What you need to know:

  • According to the report, demand was largely driven by inflows into gold-backed exchange-traded funds (ETFs) of 532 tonnes, the second-highest year on record, as investors responded to concerns over future monetary policy, geopolitical uncertainty and negative interest rates.
  • “It was an interesting year driven by a particularly strong set of trends and drivers for the first three quarters,” WGC director and investor relations manager John Mulligan told Mining Weekly Online in a telephone interview.

Johannesburg. Global gold demand rose 2 per cent in 2016 to reach 4,309 tonnes, the highest level in four years, according to the World Gold Council’s (WGC’s) latest ‘Gold Demand Trends’ report, which was launched earlier last week.

According to the report, demand was largely driven by inflows into gold-backed exchange-traded funds (ETFs) of 532 tonnes, the second-highest year on record, as investors responded to concerns over future monetary policy, geopolitical uncertainty and negative interest rates.

“It was an interesting year driven by a particularly strong set of trends and drivers for the first three quarters,” WGC director and investor relations manager John Mulligan told Mining Weekly Online in a telephone interview.

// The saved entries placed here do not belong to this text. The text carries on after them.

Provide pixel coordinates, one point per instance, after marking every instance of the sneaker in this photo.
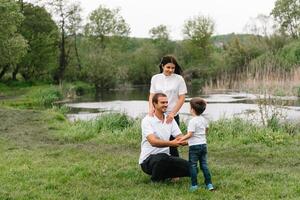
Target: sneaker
(210, 187)
(193, 188)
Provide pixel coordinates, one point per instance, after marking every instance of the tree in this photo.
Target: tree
(62, 10)
(262, 25)
(74, 26)
(287, 14)
(198, 31)
(161, 39)
(104, 22)
(104, 25)
(41, 33)
(13, 46)
(159, 33)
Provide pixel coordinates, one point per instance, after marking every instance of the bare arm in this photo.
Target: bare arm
(186, 136)
(151, 109)
(156, 142)
(177, 107)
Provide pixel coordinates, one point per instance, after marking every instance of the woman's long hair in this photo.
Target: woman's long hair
(170, 59)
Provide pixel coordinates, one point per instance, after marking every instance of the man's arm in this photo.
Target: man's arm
(186, 136)
(156, 142)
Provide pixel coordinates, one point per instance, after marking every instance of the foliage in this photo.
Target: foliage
(198, 30)
(104, 22)
(287, 13)
(144, 64)
(45, 97)
(159, 33)
(13, 46)
(41, 33)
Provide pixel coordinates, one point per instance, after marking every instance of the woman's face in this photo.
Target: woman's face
(168, 69)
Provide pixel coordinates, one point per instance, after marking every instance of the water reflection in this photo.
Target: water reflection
(220, 105)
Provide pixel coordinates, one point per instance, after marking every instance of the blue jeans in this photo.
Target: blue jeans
(199, 153)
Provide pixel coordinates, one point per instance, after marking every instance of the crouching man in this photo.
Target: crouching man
(155, 158)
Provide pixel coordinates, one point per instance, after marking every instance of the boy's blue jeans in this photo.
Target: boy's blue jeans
(199, 153)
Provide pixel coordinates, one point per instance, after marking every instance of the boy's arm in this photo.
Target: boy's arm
(156, 142)
(186, 136)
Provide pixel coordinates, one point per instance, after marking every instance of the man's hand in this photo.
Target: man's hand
(175, 143)
(170, 117)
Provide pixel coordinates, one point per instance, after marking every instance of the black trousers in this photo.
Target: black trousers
(162, 166)
(174, 150)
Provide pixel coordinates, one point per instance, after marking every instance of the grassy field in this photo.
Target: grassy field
(43, 156)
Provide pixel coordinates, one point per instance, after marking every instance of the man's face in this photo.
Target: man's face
(162, 104)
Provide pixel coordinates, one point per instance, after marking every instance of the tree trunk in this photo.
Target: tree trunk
(15, 72)
(58, 77)
(76, 52)
(5, 68)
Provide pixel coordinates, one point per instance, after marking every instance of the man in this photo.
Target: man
(155, 158)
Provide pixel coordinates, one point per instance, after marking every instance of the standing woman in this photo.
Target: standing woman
(171, 83)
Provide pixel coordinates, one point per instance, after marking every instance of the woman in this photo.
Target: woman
(171, 83)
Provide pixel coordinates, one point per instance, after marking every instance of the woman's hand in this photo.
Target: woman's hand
(170, 117)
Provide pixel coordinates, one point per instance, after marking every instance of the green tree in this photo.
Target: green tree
(144, 64)
(62, 10)
(41, 33)
(104, 23)
(161, 39)
(198, 31)
(287, 14)
(159, 33)
(13, 46)
(74, 27)
(104, 28)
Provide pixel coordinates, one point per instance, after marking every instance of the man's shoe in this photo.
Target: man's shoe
(210, 187)
(193, 188)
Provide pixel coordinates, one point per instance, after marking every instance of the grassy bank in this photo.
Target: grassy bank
(43, 156)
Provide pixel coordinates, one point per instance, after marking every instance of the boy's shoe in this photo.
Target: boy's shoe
(193, 188)
(210, 187)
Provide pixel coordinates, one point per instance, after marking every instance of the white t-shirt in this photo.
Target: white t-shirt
(197, 125)
(162, 130)
(172, 86)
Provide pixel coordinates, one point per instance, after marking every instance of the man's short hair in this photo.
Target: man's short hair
(198, 104)
(156, 96)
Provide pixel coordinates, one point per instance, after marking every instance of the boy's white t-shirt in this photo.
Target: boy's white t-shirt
(173, 86)
(197, 125)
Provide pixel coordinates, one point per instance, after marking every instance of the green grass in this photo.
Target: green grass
(43, 156)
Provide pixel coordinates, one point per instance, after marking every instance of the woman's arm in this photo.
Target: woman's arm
(179, 103)
(151, 109)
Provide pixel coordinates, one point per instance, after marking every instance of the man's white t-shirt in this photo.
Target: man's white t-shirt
(162, 130)
(172, 86)
(197, 125)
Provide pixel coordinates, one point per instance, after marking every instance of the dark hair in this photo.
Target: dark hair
(198, 104)
(170, 59)
(156, 96)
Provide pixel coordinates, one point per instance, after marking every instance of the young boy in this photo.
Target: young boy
(197, 128)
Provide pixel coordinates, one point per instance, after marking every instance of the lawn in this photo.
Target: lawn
(44, 156)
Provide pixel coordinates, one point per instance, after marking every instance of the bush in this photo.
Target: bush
(45, 97)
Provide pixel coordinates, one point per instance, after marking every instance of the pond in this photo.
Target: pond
(221, 104)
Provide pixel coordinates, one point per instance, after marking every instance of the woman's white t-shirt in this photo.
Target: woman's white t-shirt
(173, 86)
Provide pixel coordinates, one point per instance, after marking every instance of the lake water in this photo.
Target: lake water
(221, 104)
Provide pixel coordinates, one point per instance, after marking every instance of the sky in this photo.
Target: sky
(142, 15)
(230, 16)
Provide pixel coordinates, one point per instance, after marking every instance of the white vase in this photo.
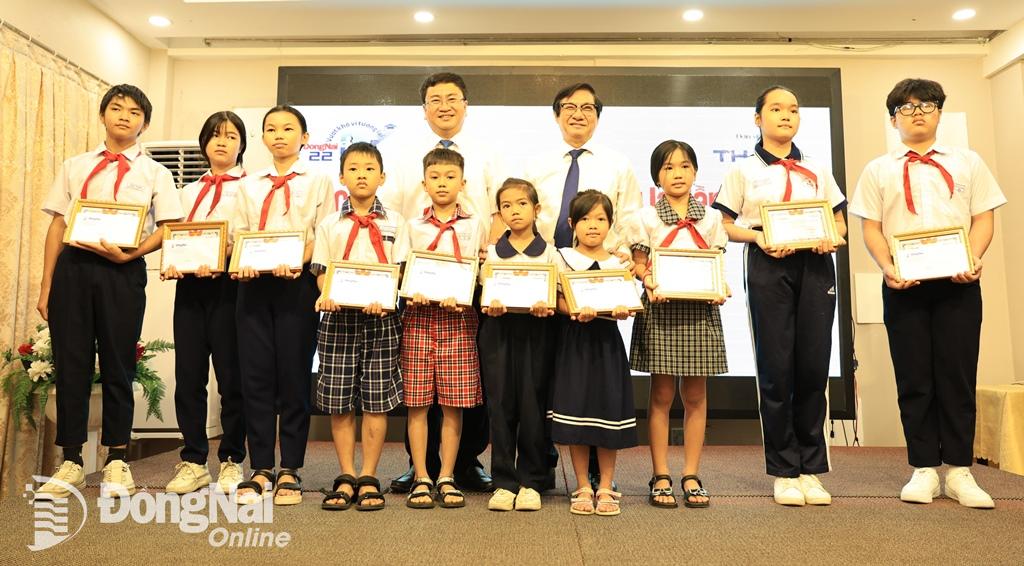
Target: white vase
(95, 404)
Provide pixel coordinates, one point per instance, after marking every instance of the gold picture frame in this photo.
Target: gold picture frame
(616, 279)
(932, 254)
(444, 267)
(508, 271)
(800, 216)
(274, 238)
(363, 277)
(708, 263)
(189, 233)
(89, 220)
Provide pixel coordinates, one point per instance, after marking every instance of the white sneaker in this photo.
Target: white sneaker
(814, 493)
(962, 487)
(923, 487)
(527, 499)
(69, 473)
(229, 477)
(787, 491)
(117, 480)
(188, 477)
(503, 499)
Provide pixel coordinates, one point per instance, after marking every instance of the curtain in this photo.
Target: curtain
(50, 113)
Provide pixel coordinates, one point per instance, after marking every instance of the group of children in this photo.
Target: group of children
(549, 377)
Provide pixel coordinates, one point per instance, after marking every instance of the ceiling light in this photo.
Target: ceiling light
(965, 13)
(692, 15)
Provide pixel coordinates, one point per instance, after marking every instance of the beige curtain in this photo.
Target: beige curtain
(49, 114)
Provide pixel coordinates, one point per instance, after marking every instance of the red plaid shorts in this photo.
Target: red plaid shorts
(438, 356)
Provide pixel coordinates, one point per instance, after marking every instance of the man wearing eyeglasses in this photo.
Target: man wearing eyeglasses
(579, 164)
(443, 96)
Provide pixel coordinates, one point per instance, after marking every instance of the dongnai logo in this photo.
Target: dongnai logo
(50, 514)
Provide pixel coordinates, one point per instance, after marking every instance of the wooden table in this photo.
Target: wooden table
(999, 428)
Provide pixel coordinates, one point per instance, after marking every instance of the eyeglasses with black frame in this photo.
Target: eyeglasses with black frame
(451, 101)
(571, 109)
(908, 109)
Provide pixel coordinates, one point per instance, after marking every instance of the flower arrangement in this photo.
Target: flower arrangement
(32, 373)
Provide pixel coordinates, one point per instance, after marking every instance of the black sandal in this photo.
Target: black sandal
(662, 492)
(346, 499)
(698, 492)
(257, 486)
(454, 492)
(376, 484)
(424, 499)
(294, 498)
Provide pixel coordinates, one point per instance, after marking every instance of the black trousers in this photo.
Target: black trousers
(204, 328)
(516, 363)
(475, 434)
(94, 305)
(276, 329)
(793, 306)
(934, 336)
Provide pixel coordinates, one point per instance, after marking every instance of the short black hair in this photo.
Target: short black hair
(585, 201)
(760, 102)
(290, 110)
(363, 147)
(513, 182)
(213, 126)
(568, 91)
(131, 92)
(922, 89)
(664, 151)
(442, 156)
(441, 79)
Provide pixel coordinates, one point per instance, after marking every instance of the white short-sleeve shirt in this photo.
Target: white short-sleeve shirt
(402, 190)
(880, 194)
(600, 169)
(651, 225)
(311, 201)
(334, 231)
(146, 182)
(756, 180)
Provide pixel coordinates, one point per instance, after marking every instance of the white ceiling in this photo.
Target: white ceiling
(222, 23)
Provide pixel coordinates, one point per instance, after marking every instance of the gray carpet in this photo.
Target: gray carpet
(866, 524)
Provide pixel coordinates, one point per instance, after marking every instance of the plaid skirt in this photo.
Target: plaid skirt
(679, 338)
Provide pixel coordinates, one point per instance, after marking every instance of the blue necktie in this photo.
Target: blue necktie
(563, 233)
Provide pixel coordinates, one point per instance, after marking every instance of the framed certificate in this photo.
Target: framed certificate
(118, 223)
(438, 276)
(520, 286)
(189, 245)
(600, 290)
(689, 274)
(932, 254)
(798, 224)
(265, 251)
(356, 285)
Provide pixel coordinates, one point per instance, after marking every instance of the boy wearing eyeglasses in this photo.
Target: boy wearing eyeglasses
(934, 325)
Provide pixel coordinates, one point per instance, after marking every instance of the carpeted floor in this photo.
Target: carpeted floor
(866, 523)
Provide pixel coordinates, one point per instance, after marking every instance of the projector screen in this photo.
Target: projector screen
(344, 104)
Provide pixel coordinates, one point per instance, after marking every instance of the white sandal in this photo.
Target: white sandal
(579, 498)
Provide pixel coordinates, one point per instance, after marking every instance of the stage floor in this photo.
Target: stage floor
(865, 524)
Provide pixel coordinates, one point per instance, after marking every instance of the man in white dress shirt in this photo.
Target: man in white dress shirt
(444, 101)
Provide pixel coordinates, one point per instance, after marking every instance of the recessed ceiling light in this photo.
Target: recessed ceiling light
(966, 13)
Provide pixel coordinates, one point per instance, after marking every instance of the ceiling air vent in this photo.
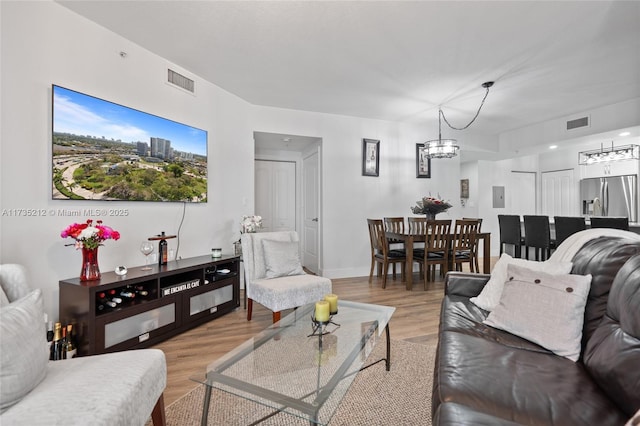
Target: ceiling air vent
(181, 81)
(577, 123)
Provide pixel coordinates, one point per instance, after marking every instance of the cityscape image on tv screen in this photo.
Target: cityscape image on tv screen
(105, 151)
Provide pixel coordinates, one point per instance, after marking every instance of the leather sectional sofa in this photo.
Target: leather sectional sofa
(487, 376)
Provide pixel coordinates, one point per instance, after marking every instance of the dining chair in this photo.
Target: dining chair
(479, 219)
(417, 226)
(436, 249)
(381, 254)
(511, 233)
(464, 248)
(610, 222)
(566, 226)
(395, 224)
(537, 235)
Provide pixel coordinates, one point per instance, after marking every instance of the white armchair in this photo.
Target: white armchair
(122, 388)
(274, 276)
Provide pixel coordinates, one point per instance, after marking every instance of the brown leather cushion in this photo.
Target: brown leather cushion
(612, 355)
(602, 258)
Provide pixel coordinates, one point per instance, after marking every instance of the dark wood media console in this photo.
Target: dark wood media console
(154, 306)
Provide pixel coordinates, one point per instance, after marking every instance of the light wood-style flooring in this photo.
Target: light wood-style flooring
(415, 319)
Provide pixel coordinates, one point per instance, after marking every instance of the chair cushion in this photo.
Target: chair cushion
(289, 292)
(281, 259)
(13, 280)
(24, 355)
(115, 389)
(3, 298)
(490, 294)
(253, 253)
(543, 308)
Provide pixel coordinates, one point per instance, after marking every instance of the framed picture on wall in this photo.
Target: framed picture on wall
(464, 188)
(423, 163)
(370, 157)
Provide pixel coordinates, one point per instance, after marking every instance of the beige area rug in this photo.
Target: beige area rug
(401, 396)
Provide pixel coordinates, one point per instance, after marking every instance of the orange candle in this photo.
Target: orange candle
(322, 311)
(333, 302)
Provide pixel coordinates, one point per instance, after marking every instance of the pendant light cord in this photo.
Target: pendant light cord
(486, 86)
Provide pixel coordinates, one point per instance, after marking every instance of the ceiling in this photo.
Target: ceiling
(397, 60)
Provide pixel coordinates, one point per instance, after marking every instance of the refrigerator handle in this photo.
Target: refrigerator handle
(605, 199)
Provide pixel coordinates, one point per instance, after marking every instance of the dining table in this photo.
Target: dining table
(409, 239)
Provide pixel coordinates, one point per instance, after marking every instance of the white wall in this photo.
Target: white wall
(44, 43)
(350, 198)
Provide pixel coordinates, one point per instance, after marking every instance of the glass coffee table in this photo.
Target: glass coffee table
(298, 368)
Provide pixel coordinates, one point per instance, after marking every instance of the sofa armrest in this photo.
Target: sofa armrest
(464, 284)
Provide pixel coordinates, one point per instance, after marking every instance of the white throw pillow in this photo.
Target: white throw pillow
(490, 294)
(24, 357)
(543, 308)
(281, 259)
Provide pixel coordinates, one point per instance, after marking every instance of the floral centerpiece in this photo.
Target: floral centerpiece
(250, 224)
(431, 206)
(88, 238)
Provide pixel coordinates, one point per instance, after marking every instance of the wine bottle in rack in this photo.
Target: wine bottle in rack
(55, 346)
(50, 332)
(105, 303)
(62, 348)
(163, 251)
(127, 294)
(70, 349)
(141, 291)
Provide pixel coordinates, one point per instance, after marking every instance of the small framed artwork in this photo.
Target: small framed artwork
(370, 157)
(464, 188)
(423, 163)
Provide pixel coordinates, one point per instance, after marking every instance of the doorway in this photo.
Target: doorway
(287, 190)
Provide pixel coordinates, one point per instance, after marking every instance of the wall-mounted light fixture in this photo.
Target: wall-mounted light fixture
(623, 152)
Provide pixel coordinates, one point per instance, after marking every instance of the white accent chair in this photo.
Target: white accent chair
(116, 389)
(273, 275)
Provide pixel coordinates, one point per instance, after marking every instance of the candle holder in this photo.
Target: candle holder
(319, 328)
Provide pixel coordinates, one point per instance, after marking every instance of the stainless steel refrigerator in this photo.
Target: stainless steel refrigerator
(610, 196)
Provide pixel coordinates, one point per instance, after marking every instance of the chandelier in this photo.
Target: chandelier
(623, 152)
(448, 148)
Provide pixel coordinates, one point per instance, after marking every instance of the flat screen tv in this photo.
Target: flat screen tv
(105, 151)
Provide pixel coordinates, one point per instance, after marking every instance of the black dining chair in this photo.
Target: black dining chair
(537, 235)
(510, 233)
(610, 222)
(566, 226)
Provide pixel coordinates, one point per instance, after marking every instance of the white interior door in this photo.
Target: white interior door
(275, 199)
(310, 211)
(559, 194)
(522, 193)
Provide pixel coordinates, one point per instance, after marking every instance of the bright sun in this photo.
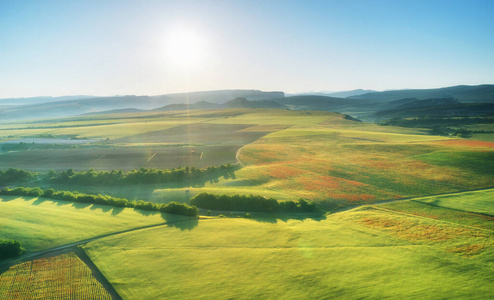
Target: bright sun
(185, 48)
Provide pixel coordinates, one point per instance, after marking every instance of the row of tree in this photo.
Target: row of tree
(253, 203)
(15, 175)
(171, 208)
(141, 176)
(9, 249)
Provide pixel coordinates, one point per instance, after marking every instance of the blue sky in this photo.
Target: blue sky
(156, 47)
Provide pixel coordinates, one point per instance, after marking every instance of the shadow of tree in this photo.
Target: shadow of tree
(264, 218)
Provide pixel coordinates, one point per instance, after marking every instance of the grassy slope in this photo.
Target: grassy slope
(342, 162)
(316, 155)
(371, 252)
(42, 223)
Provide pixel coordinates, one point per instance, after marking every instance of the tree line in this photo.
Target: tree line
(252, 203)
(141, 176)
(171, 208)
(9, 249)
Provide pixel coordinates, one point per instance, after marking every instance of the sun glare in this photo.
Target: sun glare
(185, 48)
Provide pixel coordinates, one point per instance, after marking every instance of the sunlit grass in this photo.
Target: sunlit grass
(355, 254)
(43, 223)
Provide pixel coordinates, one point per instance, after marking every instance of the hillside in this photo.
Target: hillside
(463, 93)
(84, 106)
(417, 109)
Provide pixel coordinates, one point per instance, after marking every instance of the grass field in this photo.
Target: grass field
(321, 156)
(475, 201)
(371, 252)
(43, 223)
(60, 277)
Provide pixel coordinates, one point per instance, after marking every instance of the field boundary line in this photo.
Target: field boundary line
(415, 198)
(427, 218)
(60, 249)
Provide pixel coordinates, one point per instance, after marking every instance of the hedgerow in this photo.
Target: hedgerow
(171, 208)
(250, 203)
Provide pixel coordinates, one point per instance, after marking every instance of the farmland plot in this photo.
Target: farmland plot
(59, 277)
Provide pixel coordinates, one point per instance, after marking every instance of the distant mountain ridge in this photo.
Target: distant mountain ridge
(369, 106)
(463, 93)
(98, 104)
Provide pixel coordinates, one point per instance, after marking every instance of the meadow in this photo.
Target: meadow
(439, 244)
(40, 223)
(320, 156)
(369, 252)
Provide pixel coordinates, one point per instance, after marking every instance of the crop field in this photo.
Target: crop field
(438, 246)
(125, 158)
(320, 156)
(377, 251)
(343, 166)
(43, 223)
(59, 277)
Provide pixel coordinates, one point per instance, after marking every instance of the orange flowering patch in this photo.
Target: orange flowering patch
(413, 231)
(320, 183)
(282, 171)
(466, 143)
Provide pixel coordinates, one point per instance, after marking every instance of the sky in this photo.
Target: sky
(104, 48)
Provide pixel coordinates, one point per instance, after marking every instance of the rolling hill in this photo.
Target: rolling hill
(463, 93)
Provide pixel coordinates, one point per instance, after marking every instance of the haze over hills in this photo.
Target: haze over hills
(342, 94)
(463, 93)
(97, 104)
(370, 106)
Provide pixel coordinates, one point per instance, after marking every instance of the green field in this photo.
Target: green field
(431, 247)
(371, 252)
(60, 277)
(320, 156)
(40, 223)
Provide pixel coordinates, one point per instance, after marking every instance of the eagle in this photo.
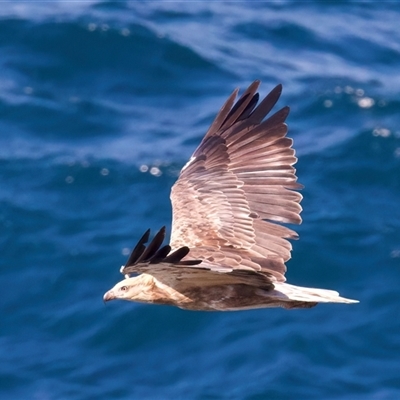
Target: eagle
(229, 244)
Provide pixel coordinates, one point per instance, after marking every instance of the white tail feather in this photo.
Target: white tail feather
(300, 293)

He pointed out that demand for gold in 2016 ended 2 per cent higher than in 2015 at 4,308.7 tonne, “but this was very much an investment demand story and, certainly in the first three quarters, it was an investment demand story from the institutional and professional investor”.

In the third quarter, Mulligan pointed out, investment in gold ETFs had produced record highs, 70 per cent up from the year before and resulting in about 532 tonnes of the overall gold demand for last year. “That was very significant, as it drove a very strong investment story.”

However, the focus on institutional and professional investment slowed in the fourth quarter, which Mulligan suggested was owing to the election of US President Donald Trump.

“Investors pretty much across the board were aware of the risks, uncertainties and vulnerabilities in the global economy and geopolitics, but particularly against capital market sentiment, which swung very radically following the US election, resulting in an immediate change in market sentiment.”

He pointed out that while the price of gold improved overall in 2016 there was a drop in the price subsequent to the change in market sentiment, resulting in a 26 per cent increase in the gold bar and coins market in the fourth quarter of 2016 compared with the fourth quarter of 2015.

Overall, the bar and coins demand grew 2 per cent in 2016 at 367 tonnes, bolstered by an 86 per cent fourth-quarter increase in Chinese demand compared with the corresponding period in 2015. In the US bar and coin demand also increased by 80 per cent to 30 t in the fourth quarter, while German demand remained relatively flat but still strong at 35 tonnes.